Airposted is testing a peer-to-peer model for international shipping

The brand-new company is a side project for Brickyard marketing director Raisa Rahman.

What if all these people could help with international shipping?

(Photo by Flickr user Anne Worner, used under a Creative Commons license)

Tahur in Bangladesh wants an iPhone 7. If I happened to be traveling in that direction I could pick it up for him, and he’d pay me for in-person delivery. See, for Tahur that’d still be cheaper than trying to buy an iPhone 7 in Bangladesh, and on my end I’d make a little travel cash.
I’m not headed to Bangladesh (at the moment), but I know Tahur wants to buy an iPhone 7 because I saw his solicitation on Airposted — a new peer-to-peer international shipping platform.
The concept is this: A platform to connect a buyer who is looking to obtain something from another part of the world (that they can’t get or is too expensive to get shipped traditionally) with a traveler who is already headed in that direction (and willing to pick said item up for a negotiable fee). Airposted gets a 5 percent service fee on all transactions.
“Airposted is on a mission to make the world smaller by enabling buyers to shop for goods from anywhere in the world and have it delivered to them by a traveler who is already heading their way,” the website proudly declares.
Airposted, which launched a few weeks ago, is a new project for Raisa Rahman, whose day job is in marketing at the Paul Singh-founded coworking spot Brickyard. Rahman founded Airposted about four months ago with her cousin and cousin’s friend. The three have experienced the difficulties of international shipping first-hand, and felt as though a peer-to-peer model could provide an answer.
“It’s working so well in other areas,” Rahman told Technical.ly, citing ridesharing services, homesharing services and more. Why not shipping?
It’s an interesting theory — though not without its challenges.
One that comes to mind immediately: How does the platform deal with illegal substances?

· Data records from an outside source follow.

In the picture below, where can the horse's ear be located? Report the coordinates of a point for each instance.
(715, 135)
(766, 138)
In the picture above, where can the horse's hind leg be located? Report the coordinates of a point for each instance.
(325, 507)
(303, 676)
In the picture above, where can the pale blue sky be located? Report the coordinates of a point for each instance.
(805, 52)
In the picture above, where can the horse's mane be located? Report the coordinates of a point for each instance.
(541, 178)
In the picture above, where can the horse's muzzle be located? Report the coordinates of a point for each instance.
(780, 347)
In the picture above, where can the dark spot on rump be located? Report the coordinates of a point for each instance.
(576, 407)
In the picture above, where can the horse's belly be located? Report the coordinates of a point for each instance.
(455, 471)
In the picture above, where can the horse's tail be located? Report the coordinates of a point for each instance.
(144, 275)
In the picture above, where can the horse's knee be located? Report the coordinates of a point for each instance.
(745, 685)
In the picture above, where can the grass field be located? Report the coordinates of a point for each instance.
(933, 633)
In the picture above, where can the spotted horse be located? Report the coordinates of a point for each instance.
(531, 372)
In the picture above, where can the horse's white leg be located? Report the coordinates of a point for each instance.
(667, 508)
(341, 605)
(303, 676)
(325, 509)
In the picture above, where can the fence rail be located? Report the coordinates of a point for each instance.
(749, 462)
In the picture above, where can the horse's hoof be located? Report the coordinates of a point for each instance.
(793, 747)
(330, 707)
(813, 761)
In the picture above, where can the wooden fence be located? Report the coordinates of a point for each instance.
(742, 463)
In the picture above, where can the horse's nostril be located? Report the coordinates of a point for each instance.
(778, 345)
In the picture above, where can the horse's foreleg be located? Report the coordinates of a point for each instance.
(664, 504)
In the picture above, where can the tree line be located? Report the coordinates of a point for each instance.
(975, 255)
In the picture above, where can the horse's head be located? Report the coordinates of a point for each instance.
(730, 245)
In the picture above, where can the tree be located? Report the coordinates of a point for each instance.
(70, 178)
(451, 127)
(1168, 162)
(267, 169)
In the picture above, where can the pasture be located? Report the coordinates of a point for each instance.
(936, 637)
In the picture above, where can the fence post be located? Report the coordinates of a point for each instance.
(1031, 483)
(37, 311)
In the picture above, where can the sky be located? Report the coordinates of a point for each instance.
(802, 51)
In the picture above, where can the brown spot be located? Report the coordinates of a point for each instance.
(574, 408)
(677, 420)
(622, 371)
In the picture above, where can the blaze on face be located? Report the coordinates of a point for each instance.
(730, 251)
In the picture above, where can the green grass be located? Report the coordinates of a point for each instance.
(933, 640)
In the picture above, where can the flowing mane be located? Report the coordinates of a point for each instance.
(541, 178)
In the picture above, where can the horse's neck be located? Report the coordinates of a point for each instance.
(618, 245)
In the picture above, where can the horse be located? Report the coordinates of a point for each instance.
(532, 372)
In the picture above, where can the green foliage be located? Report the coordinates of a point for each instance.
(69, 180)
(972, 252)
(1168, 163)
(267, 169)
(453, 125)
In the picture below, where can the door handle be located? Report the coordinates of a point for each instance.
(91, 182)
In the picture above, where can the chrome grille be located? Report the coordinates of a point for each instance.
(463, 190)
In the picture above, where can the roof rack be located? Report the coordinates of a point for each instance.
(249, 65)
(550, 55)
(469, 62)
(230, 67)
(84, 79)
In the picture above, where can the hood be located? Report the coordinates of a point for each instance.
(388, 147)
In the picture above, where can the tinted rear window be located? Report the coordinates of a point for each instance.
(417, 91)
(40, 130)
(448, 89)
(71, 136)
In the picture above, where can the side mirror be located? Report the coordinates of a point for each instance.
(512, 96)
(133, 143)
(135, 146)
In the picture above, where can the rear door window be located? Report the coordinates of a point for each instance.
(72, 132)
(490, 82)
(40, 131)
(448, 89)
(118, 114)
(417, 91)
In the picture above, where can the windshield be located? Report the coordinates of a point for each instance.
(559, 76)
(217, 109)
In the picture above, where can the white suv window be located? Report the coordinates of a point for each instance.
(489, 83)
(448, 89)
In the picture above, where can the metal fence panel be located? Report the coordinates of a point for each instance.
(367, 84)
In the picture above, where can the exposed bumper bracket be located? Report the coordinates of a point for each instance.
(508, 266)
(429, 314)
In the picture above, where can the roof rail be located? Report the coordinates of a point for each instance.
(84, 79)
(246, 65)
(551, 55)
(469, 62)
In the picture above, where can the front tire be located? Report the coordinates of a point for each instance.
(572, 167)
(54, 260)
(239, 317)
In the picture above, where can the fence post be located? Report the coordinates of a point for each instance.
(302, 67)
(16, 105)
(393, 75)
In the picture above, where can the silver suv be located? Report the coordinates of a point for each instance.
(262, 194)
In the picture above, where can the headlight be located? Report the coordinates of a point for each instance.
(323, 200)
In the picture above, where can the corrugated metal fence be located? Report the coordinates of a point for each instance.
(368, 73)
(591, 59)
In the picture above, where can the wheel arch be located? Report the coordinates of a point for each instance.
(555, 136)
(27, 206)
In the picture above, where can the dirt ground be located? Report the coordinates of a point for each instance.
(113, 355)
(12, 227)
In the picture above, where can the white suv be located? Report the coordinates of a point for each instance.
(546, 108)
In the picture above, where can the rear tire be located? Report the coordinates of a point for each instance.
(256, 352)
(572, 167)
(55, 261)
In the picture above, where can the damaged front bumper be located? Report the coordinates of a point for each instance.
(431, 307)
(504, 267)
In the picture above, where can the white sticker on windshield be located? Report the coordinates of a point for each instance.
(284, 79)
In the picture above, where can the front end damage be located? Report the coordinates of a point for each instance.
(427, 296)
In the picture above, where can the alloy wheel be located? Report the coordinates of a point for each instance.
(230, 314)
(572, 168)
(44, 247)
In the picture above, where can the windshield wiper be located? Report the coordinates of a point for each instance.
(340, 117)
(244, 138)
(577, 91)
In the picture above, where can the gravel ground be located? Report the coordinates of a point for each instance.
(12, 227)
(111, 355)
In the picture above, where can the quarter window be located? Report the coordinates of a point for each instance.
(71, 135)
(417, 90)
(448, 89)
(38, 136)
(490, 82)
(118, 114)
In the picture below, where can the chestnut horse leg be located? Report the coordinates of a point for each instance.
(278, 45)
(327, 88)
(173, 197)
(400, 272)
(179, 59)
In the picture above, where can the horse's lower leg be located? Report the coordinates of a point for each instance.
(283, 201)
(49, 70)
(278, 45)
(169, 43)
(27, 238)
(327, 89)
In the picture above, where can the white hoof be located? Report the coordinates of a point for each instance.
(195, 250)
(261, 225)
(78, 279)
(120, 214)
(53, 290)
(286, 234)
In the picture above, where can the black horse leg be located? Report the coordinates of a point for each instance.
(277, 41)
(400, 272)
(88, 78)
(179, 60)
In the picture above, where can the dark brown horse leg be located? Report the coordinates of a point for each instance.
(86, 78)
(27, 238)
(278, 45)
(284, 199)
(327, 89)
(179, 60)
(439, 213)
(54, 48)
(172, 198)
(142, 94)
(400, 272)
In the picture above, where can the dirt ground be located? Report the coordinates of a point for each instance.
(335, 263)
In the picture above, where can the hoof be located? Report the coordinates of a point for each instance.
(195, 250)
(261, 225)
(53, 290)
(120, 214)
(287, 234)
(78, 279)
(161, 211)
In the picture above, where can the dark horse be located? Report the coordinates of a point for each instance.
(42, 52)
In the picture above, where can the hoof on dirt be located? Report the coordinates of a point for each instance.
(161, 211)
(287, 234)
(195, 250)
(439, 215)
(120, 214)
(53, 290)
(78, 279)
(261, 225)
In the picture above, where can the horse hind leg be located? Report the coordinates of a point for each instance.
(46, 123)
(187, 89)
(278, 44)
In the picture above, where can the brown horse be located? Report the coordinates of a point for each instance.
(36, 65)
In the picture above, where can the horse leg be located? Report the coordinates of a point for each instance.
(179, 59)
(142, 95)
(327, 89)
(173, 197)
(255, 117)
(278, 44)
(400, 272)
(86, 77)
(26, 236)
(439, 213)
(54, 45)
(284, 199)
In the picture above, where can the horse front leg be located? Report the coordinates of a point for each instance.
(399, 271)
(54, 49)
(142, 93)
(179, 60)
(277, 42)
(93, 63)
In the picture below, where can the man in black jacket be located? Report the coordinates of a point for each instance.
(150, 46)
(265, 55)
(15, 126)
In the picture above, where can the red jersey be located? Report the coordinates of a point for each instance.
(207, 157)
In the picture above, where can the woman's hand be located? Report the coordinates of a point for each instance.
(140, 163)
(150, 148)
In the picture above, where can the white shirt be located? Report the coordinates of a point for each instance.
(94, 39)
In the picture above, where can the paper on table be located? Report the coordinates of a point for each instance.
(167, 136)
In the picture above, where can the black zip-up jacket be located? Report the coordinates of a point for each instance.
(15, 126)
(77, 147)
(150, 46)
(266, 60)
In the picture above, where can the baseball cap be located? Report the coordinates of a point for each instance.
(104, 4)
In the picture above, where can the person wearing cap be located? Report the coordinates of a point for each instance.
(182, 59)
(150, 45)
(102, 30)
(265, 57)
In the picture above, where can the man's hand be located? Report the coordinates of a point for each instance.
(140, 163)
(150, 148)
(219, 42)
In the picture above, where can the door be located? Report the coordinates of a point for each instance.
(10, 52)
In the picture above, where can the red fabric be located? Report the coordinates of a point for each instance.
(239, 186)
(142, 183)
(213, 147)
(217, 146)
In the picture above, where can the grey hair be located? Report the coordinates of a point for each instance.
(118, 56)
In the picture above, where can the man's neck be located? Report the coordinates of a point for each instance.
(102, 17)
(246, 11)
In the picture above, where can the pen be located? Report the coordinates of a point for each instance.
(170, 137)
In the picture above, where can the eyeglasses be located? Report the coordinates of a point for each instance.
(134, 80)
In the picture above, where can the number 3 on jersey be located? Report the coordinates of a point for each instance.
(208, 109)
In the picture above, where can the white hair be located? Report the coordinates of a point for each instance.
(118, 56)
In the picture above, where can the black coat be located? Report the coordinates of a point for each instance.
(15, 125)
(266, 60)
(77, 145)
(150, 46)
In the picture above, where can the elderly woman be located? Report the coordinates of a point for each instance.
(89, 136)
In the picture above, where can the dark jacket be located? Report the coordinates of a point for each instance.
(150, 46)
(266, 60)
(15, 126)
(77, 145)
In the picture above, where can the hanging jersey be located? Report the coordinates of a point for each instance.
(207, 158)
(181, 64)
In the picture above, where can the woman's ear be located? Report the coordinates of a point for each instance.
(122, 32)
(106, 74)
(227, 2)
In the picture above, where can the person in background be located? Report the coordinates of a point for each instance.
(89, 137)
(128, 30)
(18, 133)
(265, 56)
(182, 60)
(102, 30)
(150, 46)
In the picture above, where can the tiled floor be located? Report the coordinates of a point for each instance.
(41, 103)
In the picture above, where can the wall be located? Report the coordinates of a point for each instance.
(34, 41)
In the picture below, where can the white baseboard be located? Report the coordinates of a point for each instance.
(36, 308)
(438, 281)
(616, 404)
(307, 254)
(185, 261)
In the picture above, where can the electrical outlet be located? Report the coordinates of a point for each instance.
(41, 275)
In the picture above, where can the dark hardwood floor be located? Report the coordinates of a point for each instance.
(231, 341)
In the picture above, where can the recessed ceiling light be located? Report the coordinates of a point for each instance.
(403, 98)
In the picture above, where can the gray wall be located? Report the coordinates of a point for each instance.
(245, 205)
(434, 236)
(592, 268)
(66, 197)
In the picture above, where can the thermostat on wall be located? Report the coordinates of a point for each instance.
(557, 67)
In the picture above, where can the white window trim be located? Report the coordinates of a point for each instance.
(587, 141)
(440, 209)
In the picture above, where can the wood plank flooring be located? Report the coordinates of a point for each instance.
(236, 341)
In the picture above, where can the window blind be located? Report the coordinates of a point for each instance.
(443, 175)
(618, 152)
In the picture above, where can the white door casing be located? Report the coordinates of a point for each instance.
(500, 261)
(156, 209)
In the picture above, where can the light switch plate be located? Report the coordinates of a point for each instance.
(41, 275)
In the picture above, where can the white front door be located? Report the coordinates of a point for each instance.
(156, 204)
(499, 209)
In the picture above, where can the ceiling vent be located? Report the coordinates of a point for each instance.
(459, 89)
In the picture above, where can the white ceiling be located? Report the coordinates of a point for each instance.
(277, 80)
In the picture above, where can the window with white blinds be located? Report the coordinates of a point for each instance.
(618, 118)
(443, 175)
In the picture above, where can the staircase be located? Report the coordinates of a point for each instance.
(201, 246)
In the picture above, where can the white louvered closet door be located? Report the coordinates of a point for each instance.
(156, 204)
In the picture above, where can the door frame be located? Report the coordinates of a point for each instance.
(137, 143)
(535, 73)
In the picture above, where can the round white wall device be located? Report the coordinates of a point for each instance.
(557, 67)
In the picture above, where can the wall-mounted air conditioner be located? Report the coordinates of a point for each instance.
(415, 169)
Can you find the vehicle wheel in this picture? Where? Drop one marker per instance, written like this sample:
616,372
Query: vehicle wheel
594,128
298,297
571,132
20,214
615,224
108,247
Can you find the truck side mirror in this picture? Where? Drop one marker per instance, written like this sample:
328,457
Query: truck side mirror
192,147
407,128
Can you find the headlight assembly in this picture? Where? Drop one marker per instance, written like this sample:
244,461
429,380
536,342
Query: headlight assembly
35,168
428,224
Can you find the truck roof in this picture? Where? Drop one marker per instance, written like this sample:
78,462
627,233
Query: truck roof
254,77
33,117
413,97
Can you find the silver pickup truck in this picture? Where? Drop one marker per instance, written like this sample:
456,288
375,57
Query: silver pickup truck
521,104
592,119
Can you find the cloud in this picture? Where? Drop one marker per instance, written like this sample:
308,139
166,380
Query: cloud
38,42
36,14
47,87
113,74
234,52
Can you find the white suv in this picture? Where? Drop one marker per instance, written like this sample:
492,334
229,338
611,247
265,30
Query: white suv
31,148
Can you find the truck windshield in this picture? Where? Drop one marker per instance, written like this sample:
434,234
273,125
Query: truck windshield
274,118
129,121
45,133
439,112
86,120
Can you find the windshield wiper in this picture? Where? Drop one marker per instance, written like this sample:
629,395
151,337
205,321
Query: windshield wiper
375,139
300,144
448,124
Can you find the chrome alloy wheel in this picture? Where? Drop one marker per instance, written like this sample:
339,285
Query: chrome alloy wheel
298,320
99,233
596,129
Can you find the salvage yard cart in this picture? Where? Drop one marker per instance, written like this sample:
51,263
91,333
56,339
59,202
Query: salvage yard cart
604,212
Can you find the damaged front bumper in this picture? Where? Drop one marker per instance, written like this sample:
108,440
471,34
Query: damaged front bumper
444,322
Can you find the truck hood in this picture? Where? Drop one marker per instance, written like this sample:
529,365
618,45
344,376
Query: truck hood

Rahman told Technical.ly the primary deterrent is common sense — as the traveler, you’d be the one on the hook for transporting anything you shouldn’t. “You as a traveler should know better,” she said.
And yet, the international drug trade continues to exist, indicating that transporting illegal substances across borders is potentially more a matter of price point than anything else.
But Rahman really believes that a peer-to-peer model is what’s missing from the world of shipping. “I definitely see this being a thing for the future,” she said, indicating that she hopes Airposted will lead the charge. And despite how new this is, the company has already seen its first transaction — a U.S.-based buyer looking for a specific type of soap from Greece.